Tandem-rotor (dual rotor lift) helicopters come in variants, such as front/back configurations where the rotors spin on parallel planes set apart at different heights – for example, see the old Piasecki YH-16 Transporter. Other helicopter rotors have a coaxial or “stacked” design, sharing the same rotor mast – see the Kamov KA-26 Hoodlum. This Kaman helicopter has two rotors that sit side-by-side, tilted away from each other but whose planes of rotation intersect. So, the rotors are timed in order to inter-mesh while spinning. One notable feat for a later derivative of the Huskie model is that it became the world’s first twin-turbine helicopter.
The first flight of this helicopter was in 1953 and eventually 193 were produced, serving in search-and-rescue and aircraft firefighting, primarily for the US Air Force, Navy, and Marines. In January 2019 I am informed by a Kaman employee that at least two of these helicopters are still in service somewhere in the world.

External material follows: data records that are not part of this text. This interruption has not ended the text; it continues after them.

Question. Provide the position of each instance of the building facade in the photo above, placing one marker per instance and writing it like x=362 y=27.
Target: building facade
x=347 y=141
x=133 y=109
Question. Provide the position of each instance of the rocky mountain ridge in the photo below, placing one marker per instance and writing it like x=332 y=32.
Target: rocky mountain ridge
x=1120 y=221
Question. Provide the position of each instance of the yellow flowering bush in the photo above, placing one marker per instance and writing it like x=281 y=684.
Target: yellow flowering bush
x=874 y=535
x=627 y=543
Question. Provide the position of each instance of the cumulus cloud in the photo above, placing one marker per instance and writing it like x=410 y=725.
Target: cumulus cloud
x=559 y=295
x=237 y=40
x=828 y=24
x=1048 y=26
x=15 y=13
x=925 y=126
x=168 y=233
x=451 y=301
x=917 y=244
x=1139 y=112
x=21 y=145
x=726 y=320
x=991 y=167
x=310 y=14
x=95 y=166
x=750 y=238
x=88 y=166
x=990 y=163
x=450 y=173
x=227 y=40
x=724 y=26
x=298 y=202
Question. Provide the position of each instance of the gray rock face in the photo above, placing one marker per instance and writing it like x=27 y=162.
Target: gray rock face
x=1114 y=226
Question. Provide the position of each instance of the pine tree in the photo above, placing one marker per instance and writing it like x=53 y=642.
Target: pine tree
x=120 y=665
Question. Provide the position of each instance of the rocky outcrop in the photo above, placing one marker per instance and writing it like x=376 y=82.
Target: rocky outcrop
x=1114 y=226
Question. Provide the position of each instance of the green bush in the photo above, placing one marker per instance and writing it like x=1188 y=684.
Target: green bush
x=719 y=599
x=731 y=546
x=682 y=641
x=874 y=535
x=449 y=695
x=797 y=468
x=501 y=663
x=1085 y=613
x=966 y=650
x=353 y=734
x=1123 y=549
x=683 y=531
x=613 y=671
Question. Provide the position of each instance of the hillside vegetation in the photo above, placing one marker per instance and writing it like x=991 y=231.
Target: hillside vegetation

My model bears the livery colors of USAF search-and-rescue, and features gull-wing doors at the rear and an unblocked internal cabin area. I added some decals to the model, as shown in some of the pictures.
My model is 206 Lego elements. The picture of the actual machine is by the New England Air Museum (NEAM). The Wikipedia entry on the HH-43 lists nearly 20 air museums where a Kaman HH-43 Huskie is on display.